The Elva isn’t a convertible. It’s an open-topped roadster, meaning it has, literally, zero roof of any kind.
You can pay a little extra to get a windshield if you want. (It will be legally required to get one in some US states, McLaren said.)
To help keep the wind out of your face, the Elva’s Active Air Management System deploys when the car is driven at faster than suburban street speeds, roughly 25 miles per hour.
The system directs air around the cabin to create what it calls a “bubble of calm” for those inside. Air is channeled through the car’s nose — or front end — and sent out in a high-velocity sheet, just ahead of the cockpit. This air acts like a windshield, forcing oncoming air around the cockpit. A small carbon fiber wind deflector also rises up at the front of the car, further directing the air around the cabin.

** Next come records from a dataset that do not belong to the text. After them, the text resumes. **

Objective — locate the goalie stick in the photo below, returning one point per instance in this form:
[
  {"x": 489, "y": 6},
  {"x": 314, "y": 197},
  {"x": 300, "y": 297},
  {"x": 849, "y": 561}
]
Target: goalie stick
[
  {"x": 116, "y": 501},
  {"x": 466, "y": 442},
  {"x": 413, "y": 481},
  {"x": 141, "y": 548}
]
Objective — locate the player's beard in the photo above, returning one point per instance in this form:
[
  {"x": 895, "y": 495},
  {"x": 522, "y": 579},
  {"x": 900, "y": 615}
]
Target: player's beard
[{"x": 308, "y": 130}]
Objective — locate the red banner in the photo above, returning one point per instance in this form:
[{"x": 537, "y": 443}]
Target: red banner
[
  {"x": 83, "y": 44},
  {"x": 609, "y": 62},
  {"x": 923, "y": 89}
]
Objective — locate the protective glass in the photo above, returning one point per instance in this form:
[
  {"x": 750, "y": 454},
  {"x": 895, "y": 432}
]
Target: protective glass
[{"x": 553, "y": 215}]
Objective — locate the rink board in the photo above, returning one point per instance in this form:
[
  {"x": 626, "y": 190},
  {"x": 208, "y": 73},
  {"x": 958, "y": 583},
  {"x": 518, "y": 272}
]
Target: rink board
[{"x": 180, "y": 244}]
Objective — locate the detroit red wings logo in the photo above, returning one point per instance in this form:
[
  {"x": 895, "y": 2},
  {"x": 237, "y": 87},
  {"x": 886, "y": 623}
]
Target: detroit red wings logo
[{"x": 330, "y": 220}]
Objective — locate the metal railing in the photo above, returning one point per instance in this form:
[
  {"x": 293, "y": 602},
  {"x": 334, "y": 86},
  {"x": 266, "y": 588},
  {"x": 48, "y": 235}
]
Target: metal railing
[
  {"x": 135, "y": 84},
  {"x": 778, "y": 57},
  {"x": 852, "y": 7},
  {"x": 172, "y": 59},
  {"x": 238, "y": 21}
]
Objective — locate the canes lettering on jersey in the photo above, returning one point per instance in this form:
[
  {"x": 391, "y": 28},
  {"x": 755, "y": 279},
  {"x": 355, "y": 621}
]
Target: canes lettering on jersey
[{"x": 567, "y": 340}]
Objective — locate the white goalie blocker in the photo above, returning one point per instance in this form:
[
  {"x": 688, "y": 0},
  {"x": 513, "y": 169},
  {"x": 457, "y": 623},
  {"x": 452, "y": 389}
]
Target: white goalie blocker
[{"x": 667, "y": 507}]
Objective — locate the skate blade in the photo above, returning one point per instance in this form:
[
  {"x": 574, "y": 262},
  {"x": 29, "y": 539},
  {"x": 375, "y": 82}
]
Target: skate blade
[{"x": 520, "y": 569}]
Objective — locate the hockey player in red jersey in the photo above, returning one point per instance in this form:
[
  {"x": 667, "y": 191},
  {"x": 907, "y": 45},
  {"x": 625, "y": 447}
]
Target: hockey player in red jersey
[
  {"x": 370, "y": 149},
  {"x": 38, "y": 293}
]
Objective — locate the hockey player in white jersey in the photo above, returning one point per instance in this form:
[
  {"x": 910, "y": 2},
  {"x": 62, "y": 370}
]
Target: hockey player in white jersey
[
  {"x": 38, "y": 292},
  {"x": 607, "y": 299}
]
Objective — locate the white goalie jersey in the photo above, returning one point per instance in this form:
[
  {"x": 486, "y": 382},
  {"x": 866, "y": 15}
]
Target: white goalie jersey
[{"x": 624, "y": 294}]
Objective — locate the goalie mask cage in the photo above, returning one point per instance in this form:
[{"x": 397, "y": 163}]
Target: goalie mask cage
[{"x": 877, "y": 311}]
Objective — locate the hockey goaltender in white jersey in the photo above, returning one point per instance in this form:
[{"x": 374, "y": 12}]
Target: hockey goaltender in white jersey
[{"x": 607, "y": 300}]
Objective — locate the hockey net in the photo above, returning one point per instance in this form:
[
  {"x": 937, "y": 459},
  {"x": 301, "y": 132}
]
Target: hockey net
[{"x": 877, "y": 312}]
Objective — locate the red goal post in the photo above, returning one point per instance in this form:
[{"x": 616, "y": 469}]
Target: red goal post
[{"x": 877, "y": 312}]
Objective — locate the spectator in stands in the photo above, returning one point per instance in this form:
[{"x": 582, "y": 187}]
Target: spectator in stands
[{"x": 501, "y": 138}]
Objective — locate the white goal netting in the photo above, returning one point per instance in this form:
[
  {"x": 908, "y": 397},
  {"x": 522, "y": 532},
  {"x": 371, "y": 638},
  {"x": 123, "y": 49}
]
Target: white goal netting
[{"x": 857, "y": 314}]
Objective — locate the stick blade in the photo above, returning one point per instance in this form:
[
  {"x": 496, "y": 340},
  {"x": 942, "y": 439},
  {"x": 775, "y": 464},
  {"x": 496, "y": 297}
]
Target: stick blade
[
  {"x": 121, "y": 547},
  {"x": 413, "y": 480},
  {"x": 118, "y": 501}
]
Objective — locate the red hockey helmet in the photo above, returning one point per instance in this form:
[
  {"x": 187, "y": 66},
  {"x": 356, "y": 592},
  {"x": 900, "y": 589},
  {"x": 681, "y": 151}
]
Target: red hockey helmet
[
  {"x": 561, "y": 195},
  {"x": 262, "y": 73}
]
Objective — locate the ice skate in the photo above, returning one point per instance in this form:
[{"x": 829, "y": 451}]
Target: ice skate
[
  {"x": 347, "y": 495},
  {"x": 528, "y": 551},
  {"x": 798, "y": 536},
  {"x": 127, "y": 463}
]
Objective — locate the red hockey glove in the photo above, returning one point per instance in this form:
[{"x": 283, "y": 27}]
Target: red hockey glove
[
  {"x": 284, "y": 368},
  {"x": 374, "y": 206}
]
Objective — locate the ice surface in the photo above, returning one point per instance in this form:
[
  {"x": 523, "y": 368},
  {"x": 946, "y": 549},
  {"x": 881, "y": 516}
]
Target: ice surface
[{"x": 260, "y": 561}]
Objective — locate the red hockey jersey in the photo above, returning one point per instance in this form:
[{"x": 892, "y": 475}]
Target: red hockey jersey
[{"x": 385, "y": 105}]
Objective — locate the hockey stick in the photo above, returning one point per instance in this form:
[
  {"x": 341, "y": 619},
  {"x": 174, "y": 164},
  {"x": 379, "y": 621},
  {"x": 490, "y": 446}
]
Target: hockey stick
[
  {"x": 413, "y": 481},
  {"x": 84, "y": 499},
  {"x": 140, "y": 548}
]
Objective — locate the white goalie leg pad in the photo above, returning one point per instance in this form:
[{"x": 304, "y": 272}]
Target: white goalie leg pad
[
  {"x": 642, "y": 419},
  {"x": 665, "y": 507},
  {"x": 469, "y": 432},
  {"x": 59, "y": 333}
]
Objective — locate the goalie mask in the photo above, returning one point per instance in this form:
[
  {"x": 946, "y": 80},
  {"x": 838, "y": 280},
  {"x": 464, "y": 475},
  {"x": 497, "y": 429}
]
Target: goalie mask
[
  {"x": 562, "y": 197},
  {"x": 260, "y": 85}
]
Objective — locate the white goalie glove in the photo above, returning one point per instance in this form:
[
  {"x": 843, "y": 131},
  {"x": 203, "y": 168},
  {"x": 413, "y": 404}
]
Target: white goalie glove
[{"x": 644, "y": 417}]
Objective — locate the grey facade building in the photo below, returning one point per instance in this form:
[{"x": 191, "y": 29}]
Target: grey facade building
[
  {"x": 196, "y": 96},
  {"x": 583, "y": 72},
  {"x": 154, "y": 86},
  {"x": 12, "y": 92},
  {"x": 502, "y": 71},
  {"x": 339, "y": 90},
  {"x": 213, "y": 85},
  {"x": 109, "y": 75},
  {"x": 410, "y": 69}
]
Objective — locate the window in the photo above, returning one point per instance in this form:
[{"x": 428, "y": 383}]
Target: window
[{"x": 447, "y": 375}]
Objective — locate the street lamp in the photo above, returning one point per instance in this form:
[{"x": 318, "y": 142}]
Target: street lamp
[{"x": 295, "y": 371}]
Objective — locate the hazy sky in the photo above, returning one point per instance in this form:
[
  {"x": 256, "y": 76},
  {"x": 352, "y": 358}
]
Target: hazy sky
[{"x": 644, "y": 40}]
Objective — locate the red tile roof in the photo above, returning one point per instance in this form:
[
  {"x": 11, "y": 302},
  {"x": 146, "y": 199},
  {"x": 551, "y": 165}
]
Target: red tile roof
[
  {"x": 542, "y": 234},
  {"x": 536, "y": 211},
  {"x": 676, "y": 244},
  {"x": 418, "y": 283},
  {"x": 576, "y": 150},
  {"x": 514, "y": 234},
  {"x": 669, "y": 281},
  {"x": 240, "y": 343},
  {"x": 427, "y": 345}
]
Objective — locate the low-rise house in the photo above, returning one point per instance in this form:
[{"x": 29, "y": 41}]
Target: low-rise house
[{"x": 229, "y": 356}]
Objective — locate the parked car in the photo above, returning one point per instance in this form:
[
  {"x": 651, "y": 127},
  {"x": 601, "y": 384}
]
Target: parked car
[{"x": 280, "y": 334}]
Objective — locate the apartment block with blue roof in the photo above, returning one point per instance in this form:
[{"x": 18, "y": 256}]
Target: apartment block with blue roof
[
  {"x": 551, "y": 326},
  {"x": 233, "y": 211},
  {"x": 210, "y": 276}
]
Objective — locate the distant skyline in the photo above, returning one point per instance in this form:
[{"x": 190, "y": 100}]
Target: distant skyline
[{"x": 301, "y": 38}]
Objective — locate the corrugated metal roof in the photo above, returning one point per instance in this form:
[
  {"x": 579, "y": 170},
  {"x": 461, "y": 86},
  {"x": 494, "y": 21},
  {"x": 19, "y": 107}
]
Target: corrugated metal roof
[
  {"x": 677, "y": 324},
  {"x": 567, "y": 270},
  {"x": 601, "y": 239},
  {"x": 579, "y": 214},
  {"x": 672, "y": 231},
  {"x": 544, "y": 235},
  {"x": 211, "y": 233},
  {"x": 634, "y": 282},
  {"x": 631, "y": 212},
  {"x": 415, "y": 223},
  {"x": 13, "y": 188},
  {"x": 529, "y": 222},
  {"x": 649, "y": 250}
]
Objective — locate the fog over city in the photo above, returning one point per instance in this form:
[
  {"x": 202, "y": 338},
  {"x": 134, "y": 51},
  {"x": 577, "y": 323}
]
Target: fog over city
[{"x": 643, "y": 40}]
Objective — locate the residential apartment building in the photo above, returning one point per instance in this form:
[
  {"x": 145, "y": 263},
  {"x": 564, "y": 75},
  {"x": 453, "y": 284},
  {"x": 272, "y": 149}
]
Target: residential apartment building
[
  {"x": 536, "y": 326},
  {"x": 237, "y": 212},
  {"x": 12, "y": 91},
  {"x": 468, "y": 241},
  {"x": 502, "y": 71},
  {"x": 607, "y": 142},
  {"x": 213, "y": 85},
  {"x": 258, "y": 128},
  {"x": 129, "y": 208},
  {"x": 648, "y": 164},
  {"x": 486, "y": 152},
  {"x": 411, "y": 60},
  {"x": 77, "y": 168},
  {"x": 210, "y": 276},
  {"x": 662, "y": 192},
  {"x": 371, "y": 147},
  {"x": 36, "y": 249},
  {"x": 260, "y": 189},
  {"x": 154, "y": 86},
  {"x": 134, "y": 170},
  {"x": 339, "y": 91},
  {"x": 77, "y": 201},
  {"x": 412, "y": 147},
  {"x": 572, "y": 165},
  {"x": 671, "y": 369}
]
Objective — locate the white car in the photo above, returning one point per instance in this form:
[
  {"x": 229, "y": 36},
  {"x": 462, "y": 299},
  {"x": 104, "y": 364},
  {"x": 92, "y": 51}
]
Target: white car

In the event the car flips over in a crash, occupants will be protected by an automatic rollover protection system. McLaren did not describe it but, in other cars, rollover protection systems involve strong metal rollbars that deploy from behind the passenger compartment the moment sensors detect the car is about to tip over.
The Elva, powered by an 804-horsepower turbocharged V8 engine mounted just behind the seats, can accelerate from zero to 60 miles per hour in under three seconds. It’s part of McLaren’s Ultimate Series family of supercars, along with the track-focused Senna and the more road-oriented McLaren Speedtail, a three-seater with a center driver’s seat.